|
|
|
|
Download PDF
Het wonder van Offida, Italië [1280] Het Eucharistisch Wonder van Offida vond eigenlijk plaats in Lanciano, dezelfde plaats als het eerste wonder dat in dit boek word vermeld. Dit tweede wonder, dat nu bewaard wordt in Offida, een kleine 100 kilometer ten noorden van Lanciano, gebeurde niet door een twijfelende priester, zoals het voorgaande wonder. Dit wonder werd teweeg gebracht door de onenigheid van een ongelukkig gezin.
Een vrouw met naam Ricciarella, de vrouw van Giacomo Stasio, was diep gekwetst door haar ongelukkige huwelijk. Ze deed alles in haar macht om de liefde van haar man te winnen. Uiteindelijk kwam er iemand die beweerde van een manier te weten om de harmonie die zij zocht te vinden. Ricciarella moest de Heilige Eucharistie ontvangen, het in haar keuken verhitten boven een vuur totdat er een poeder ontstaat. Dit poeder moest ze vervolgens oplossen in voedsel of drinken en dat vervolgens aan haar man geven die haar vervolgens zou liefhebben en respecteren.

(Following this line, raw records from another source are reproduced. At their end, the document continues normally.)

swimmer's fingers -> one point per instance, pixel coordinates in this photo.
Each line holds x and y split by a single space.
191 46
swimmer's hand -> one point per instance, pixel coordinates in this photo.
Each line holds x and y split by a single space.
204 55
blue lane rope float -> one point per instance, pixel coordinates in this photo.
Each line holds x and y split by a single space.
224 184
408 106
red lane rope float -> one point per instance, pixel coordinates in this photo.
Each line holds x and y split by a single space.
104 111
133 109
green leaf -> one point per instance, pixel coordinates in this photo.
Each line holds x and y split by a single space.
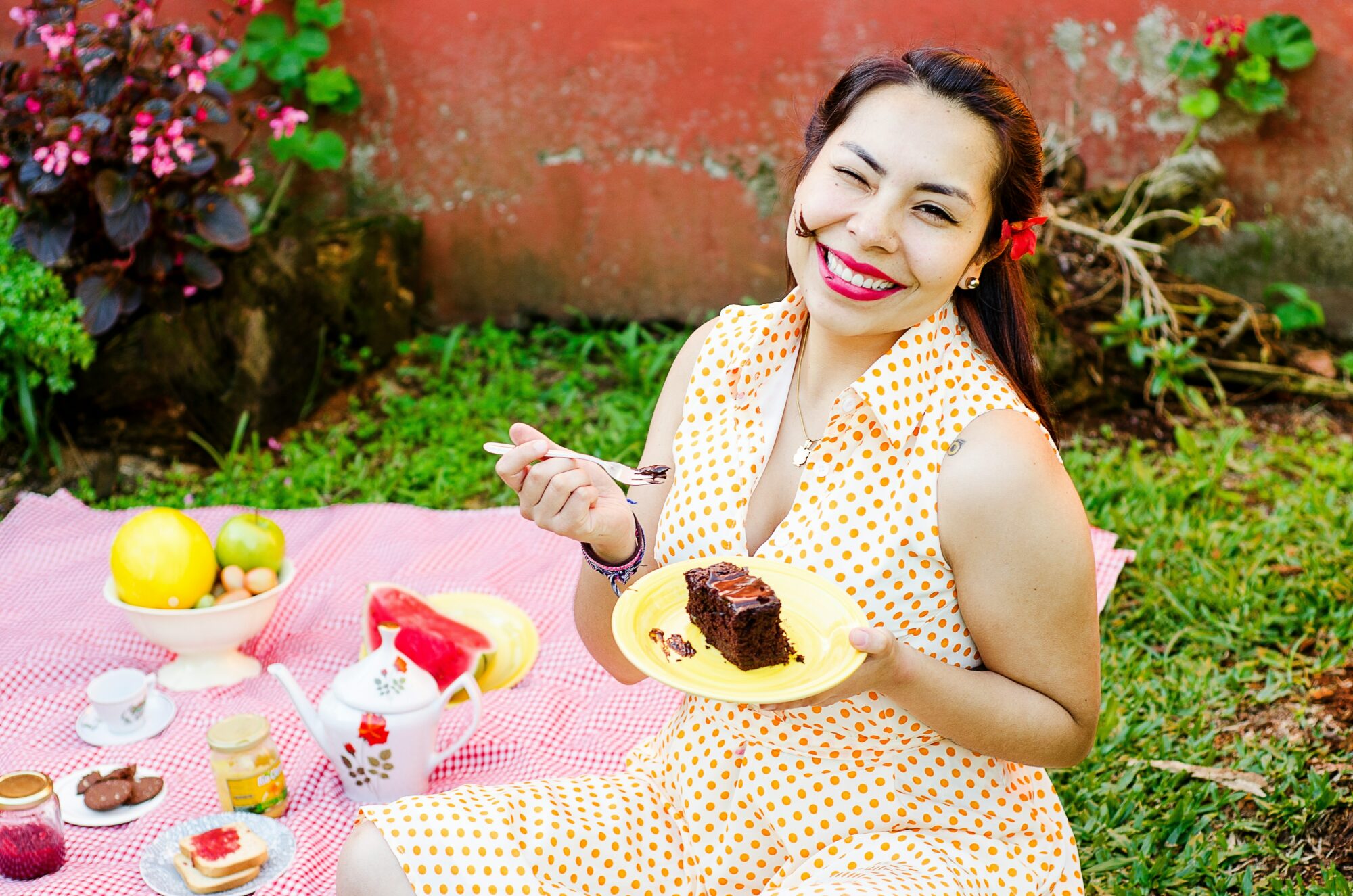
312 13
1282 37
1300 312
1202 103
288 148
312 44
288 67
1191 60
1255 70
1294 316
325 152
1258 98
266 37
329 86
1297 56
236 74
348 102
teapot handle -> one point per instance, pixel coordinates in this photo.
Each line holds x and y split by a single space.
472 686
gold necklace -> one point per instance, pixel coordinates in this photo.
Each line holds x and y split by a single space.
802 455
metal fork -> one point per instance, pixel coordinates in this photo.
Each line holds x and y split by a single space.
616 470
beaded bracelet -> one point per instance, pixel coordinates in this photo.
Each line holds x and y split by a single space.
626 570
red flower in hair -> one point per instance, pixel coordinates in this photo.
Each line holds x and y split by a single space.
1021 235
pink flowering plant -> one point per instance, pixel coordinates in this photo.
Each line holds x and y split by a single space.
292 59
121 151
1239 60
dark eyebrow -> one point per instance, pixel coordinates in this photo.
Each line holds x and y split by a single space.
945 190
869 160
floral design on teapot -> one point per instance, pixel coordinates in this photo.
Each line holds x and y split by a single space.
362 768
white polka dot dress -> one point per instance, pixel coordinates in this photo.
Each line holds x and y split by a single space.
852 797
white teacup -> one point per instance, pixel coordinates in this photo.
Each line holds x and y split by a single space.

Wanhopig door alle ellende gaat Ricciarella naar de Heilige Mis en ontving de Heilige Communie. Stiekem liet ze de Hostie uit haar mond vallen in haar jurk. Thuis plaatste ze de hostie op een coppo, een halfcirkelvormige tegel. Ze plaatste deze tegel boven het vuur. Toen de Hostie verhit werd veranderde de Hostie in poeder, maar in een stukje bloederig vlees. Doodsbang van wat ze zag probeerde Ricciarella het te stoppen door as en gesmolten was over de tegel uit te gieten, maar het hielp niet. De tegel zat al snel onder het bloed, het vlees bleef in goede staat.
Ze was radeloos op zoek naar en manier om het bewijs van haar Heiligschennis te laten verdwijnen. Ze pakte een linnen tafelkleed versierd met zijde en kant en wikkelde het om de tegel en de bloederige Hostie. Ze nam het gewikkeld naar buiten, naar de stal en verborg het op de plek waar de afval van het huis en het vuil van de stallen werd verzameld.
Die avond toen haar man Giacomo met zijn paard de stal naderde, weigerde het dier naar binnen te gaan. Dit was in strijd met zijn gewoonlijk meegaande houding. Het beest bleef weigeren ondanks zware straffen van zijn meester. Uiteindelijk gaf het dier toe, maar het beest ging wel zijwaarts naar binnen, zodat het de hoop afval kon zien. Het paard viel uiteindelijk op zijn knieën. Giacomo werd woedend over wat hij zag en beschuldigde zijn vrouw dat zij een vloek had uitgesproken over de stal zodat het paard niet naar binnen durfde. Ricciarella ontkende dit natuurlijk en bleef stil over de werkelijk oorzaak.
Offida, Augustinuskerk, waar het reliek wordt bewaard Het Heilig Sacrament bleef zeven jaar lang verborgen tussen het afval en al die tijd gingen de dieren zijwaarts in en uit de stal, alsof ze eerbied toonden aan de hoop afval.
In plaats van de vrede die Ricciarella gehoopt had te krijgen door haar heiligschennis werd ze dag en nacht geteisterd door schuldgevoelens over haar zonde. Uiteindelijk besloot ze haar zonde op te biechten bij een priester van het klooster van de Heilige Augustinus in Lanciano. Ze ging te biechten bij de prior, Giacomo Diotallevi, iemand uit Offida.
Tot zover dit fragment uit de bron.